Riccione, Piano di zona. Galli: “Aumentiamo i servizi per anziani e disabili"

Per il 2015 è aumentata la quota di risorse destinate ai servizi diurni rivolti ad anziani e disabili, oltre 600.000 euro in più rispetto al 2014 sui 12 milioni di euro complessivi destinati alla programmazione del distretto

Passaggio in Giunta per il piano di zona per la salute e il benessere sociale 2009- 2014, prorogato al 2015. Strumento di programmazione triennale che, sulla base di criteri stabiliti dalla regione, individua gli obiettivi di programmazione nei settori che riguardano il sociale nei 14 comuni del distretto sanitario di Rimini sud di cui Riccione è comune capofila. Per il 2015 è aumentata la quota di risorse destinate ai servizi diurni rivolti ad anziani e disabili, oltre 600.000 euro in più rispetto al 2014 sui 12 milioni di euro complessivi destinati alla programmazione del distretto.

Un aumento che si concretizza in 353 posti letto nelle strutture residenziali per anziani, un ventina nei centri diurni per anziani, 34 posti residenziali per disabili e 40 per disabili nei centri diurni. Tra i servizi che verranno potenziati nell’ambito del piano per la salute: il potenziamento dell’ assistenza domiciliare alle persone con disabili; interventi a favore delle famiglie con badanti e ai familiari che si prendono cura di disabili anziani. Un piano dalle varie sfaccettature, che spazia dall’erogazione di assegni di cura per persone non autosufficienti all’assistenza domiciliare, dall’attività dei centri diurni ai trasporti per disabili. Dopo la proroga al 2015, la Regione dal prossimo anno darà il via ad una nuova fase di programmazione territoriale con la definizione di nuove linee guida.
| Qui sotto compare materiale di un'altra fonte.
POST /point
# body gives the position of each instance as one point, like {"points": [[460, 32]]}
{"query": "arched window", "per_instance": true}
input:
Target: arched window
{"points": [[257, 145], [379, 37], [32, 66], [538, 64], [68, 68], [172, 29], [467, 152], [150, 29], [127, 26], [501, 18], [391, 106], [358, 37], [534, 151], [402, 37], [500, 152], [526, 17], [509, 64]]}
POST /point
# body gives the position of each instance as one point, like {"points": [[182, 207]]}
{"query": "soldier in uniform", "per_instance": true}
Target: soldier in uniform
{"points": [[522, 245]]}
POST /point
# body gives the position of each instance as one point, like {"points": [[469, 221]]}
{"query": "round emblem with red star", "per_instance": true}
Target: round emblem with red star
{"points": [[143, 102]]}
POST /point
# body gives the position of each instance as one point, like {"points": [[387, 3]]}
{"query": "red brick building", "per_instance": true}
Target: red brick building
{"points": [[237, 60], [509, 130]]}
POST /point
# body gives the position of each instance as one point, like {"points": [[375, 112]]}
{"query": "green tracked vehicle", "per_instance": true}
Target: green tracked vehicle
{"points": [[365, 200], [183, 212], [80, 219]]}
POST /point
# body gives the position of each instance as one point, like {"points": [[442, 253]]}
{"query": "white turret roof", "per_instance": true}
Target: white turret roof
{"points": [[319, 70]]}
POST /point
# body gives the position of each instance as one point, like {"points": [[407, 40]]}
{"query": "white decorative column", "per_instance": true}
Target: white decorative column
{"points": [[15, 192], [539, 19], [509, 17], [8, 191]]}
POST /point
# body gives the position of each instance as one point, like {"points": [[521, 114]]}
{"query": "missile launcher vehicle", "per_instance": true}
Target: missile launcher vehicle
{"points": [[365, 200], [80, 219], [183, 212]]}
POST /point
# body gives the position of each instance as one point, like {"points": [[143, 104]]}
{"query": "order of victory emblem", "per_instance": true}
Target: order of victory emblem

“Con il piano di zona, corposo strumento che delinea gli obiettivi strategici sui quali indirizzare la progettazione annuale in termini di welfare - afferma l’assessore ai Servizi Sociali, Laura Galli - andiamo a garantire ulteriori servizi alle persone anziane e ai disabili con nuovi posti letto nelle strutture a loro riservate. Allo stesso tempo valorizziamo il volontariato e il settore no- profit, particolarmente propositivi sul nostro territorio".

"Sono oltre una quarantina - aggiunge Galli - le associazioni di volontariato che partecipano attivamente al piano di zona. In tutti i casi in cui si affrontano situazioni di fragilità, siano esse collegate a condizioni di non autosufficienza o disagio psico-fisico, affermare un modello di intervento che prenda in carico il cittadino e lo accompagni nella rete dei servizi sociali, riveste un aspetto determinante, da qui la volontà del Comune di Riccione di valorizzare al massimo il ruolo del volontariato e del no profit nella gestione delle attività promosse dell’Amministrazione Comunale".

"A settembre - conclude l’assessore Galli  - per non disperdere risorse preziose come le associazioni no profit che operano sul nostro territorio a livello di sostegno alla genitorialità e alle situazioni di povertà, includeremo presso il Centro per le famiglie i progetti ritenuti più validi portati avanti dalle associazioni del settore del volontariato al fine di condividerne le idee migliori”.